The Biden administration has moved to increase the minimum wage for all federal employees to $15 an hour, according to a Jan. 21 release from the Office of Personnel Management (OPM).
The change will boost pay for 67,000 of the total 2.2 million federal employees. Most of those impacted work for the Department of Defense (DOD). Others include the Departments of Agriculture, Treasury, and Veterans Affairs, according to OPM.
“We know that paying a living wage provides a myriad of benefits, from recruitment to retention to increased productivity, and more. It’s also the right thing to do,” said OPM Director Kiran Ahuja in a statement. “We should strive for every federal job to be a good job, and we want to ensure that every federal employee has a pathway to the middle class.”
The new directive comes as part of an executive order President Joe Biden signed at the start of his presidency, which directs the OPM director to submit a report on the impact of a minimum wage increase. That report was submitted to the White House and Friday’s issued guidance reflects the report’s findings, the statement reads.
Last year, Biden also issued an executive order increasing pay for federal contract workers to $15 an hour.

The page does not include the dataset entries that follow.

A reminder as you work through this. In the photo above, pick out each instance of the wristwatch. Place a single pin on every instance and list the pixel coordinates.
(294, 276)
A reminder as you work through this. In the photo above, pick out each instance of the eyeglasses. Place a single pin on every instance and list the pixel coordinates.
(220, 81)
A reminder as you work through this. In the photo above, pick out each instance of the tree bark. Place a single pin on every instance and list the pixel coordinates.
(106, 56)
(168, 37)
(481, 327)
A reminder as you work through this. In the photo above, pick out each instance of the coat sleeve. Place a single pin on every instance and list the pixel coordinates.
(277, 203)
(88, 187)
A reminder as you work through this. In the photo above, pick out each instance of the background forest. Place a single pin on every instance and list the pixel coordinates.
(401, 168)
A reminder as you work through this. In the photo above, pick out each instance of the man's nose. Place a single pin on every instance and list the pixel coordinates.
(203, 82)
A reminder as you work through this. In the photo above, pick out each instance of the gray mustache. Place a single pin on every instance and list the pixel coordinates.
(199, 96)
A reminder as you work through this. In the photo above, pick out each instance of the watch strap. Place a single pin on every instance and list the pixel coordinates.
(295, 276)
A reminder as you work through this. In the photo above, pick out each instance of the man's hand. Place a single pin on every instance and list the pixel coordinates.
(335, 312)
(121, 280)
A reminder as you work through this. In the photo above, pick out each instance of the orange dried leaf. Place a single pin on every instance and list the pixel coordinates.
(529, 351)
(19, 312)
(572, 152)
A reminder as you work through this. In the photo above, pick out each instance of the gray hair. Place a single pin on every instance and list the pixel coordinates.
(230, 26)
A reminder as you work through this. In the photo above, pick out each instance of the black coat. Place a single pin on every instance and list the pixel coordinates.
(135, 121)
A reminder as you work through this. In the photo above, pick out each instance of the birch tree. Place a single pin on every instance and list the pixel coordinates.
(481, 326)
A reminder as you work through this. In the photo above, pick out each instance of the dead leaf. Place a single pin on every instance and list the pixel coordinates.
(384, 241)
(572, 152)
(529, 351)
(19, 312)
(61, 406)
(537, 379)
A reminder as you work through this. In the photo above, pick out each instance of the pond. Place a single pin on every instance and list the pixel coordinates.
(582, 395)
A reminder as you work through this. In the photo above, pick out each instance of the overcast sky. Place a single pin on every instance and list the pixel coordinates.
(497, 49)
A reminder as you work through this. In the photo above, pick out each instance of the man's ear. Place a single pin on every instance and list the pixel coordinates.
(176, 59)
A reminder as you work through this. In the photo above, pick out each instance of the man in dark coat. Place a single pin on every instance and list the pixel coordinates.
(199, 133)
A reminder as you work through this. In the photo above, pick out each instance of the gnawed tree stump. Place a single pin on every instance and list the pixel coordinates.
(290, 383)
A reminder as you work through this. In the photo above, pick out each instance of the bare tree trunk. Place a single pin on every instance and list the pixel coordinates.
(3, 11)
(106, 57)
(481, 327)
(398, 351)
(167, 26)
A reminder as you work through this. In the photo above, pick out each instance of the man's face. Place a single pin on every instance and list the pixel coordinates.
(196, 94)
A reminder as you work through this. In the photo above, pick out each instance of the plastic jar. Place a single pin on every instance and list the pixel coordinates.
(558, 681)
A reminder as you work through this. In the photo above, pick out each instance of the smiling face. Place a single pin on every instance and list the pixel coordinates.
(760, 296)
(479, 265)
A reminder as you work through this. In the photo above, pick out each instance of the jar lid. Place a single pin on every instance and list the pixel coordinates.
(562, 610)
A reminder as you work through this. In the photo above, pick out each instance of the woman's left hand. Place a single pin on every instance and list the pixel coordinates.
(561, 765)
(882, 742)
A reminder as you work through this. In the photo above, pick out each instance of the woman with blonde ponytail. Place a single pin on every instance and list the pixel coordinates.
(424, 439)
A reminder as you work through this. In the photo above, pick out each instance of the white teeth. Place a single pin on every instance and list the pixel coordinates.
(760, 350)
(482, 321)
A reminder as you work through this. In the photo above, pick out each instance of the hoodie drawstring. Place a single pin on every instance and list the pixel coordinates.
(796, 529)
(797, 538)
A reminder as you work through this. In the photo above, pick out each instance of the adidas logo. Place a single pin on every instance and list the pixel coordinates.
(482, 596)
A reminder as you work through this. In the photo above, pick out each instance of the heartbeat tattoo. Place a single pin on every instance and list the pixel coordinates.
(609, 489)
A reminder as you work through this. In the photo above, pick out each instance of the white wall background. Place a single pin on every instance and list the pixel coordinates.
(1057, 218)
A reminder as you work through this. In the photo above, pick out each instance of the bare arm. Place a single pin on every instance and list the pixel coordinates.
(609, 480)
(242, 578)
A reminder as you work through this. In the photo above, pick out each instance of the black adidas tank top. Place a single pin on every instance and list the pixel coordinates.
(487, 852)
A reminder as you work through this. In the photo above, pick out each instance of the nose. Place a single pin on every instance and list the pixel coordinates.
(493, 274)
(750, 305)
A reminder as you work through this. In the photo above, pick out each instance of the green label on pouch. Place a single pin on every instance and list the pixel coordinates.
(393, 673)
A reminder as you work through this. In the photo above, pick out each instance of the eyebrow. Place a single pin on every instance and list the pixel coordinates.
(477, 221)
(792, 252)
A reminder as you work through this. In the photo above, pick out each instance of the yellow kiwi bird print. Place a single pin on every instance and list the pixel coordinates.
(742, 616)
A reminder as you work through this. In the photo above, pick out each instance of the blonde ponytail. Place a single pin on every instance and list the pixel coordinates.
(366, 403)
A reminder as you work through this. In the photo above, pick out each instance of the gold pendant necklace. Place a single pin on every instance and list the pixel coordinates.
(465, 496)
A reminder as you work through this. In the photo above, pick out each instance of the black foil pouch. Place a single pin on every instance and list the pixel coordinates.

Friday’s announcement also noted the new wage will impact 130 wildland firefighters, 400 plant protection technicians, 3,800 custodial workers, and roughly 50,000 Defense Department employees at military bases around the United States.
The pay increase excludes the U.S. Postal Service and Postal Regulatory Commission as those agencies are outside the scope of OPM’s authority, the statement said.
The new guidance from OPM does not make note of the impact the wage increase will have on federal spending, and the agency did not respond to a request for comment in time for the publication of this article.
OPM has asked agencies to implement the new wage increase by the end of the month.